Схожие процессы давно начались в экономическом секторе страны, который, несмотря на значительное число формально государственных компаний, практически полностью контролируется олигархами — доверенными феодалами президента, все больше походящего на монарха.
Современное российское государство очень сильно сращено с бизнесом, так что олигархи не просто владеют частным капиталом, но также являются практически несменяемыми «королями» государственных корпораций и мира госзаказов для большого бизнеса, что делает их неформальную власть почти безграничной[4].
Сходство это наблюдается не в прямом повторении средневековых отношений собственности на средства производства, землю и другие активы, но в общей конфигурации властных отношений российской элиты. Также примечательно, что государственные корпорации вроде «Газпрома», «Ростеха», «Роснефти» и многих других в случае РФ даже скорее помогли образованию и укоренению новой прослойки лояльных феодалов-олигархов, что неоднократно отмечал и критиковал с либеральной точки зрения бывший глава ФАС России Игорь Артемьев: «существует опасность экономического феодализма… где нет частного сектора, нет капиталистических отношений, а есть только сеньоры и их вассалы». При этом, несмотря на текущую лояльность этих «сеньоров» режиму, все феодалы в подобных системах преследуют в первую очередь свои собственные интересы, и в случае больших выгод от фрагментации российской государственности лишь поспособствуют её ускорению и новой волне приватизации де-факто уже во многом принадлежащих им государственных корпораций.
Как, например, Роман Абрамович преследовал свои собственные, а не государственные интересы, когда вывозил британских военнопленных наемников из России, вскоре вновь отправившихся воевать в Украину.
Здесь стоит отметить, что российский политический авторитаризм нисколько не входит в противоречие с расщеплением суверенитета: в конце концов, ЧВК «Вагнер» не обращался к народным массам и демократическим процедурам в реализации вооружённого мятежа. Более того, для стран с относительно развитой политической конкуренцией, хотя бы в рамках буржуазной представительной демократии, вооружённые мятежи и подобная феодальная фрагментированность власти кажутся абсурдными и невозможными, в то время как для многих латиноамериканских, африканских и азиатских полупериферийных и периферийных государств с более авторитарными политическими режимами схожие проявления плутократического неофеодализма и распыление государственного суверенитета вполне естественны и обыденны.

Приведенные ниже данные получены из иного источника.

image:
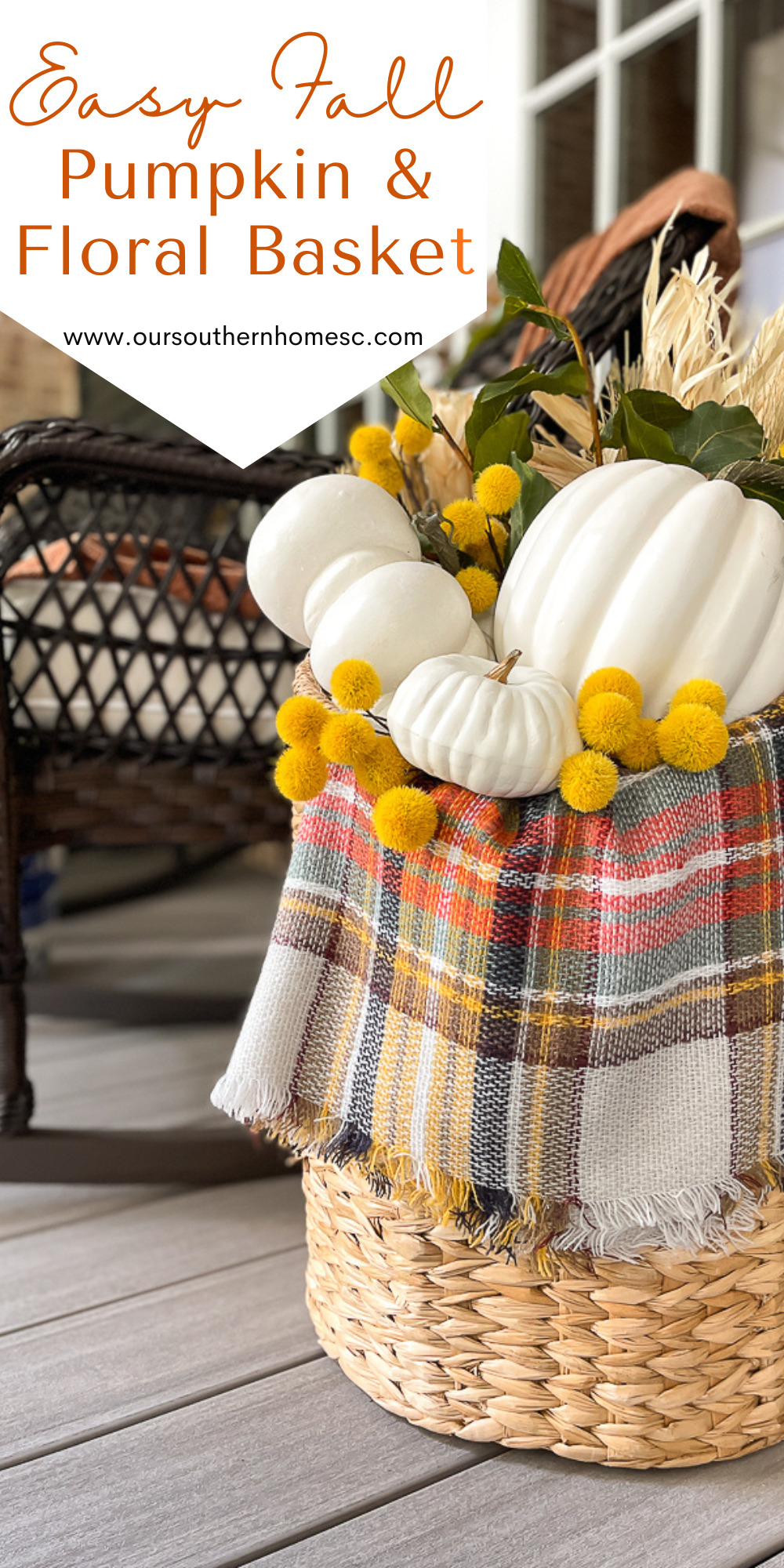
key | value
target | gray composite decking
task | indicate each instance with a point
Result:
(164, 1403)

Упомянутые выше тенденции сильно напоминают период средневековой раздробленности, когда крупные государства распадались на составные части, раздираемые в первую очередь конфликтами между разнообразными локальными дружинами, группировками наёмников, отрядами бандитов и кочевников и другими военными группами, остававшимися верными центральной власти лишь в контексте преследования собственных интересов. Риск повторения подобной ситуации в современной России всё возрастает как из-за распространения и усиления ЧВК, так и из-за других факторов: например, обширного участия уголовников в военных действиях или «наёмной» основы государственной армии, где в рекрутинге акцент ставится всё больше на финансовые выгоды, чем на ценности патриотизма или правое дело «борьбы с украинским фашизмом».

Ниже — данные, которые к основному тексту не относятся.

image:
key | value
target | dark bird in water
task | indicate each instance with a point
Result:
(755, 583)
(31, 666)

Феодальное неравенство в современной России
Высокий уровень неравенства и его продолжающийся рост как основа для неофеодальной системы общественных отношений, наравне с парцелляцией суверенитета, также выделяется многими политическими теоретиками — в частности, об этой проблеме как одной из важнейших характеристик «Нового Средневековья» пишет марксистка Джоди Дин в работе «Коммунизм или неофеодализм?»[5]. Современные неофеодальные общества характеризуются крайней степенью неравенства, прежде всего имущественного, что разделяет классы гигантской пропастью, напоминающей разницу не между менеджерами и рабочими в социальных государствах Северной и Западной Европы, но между лордами и крепостными крестьянами, или даже рабами.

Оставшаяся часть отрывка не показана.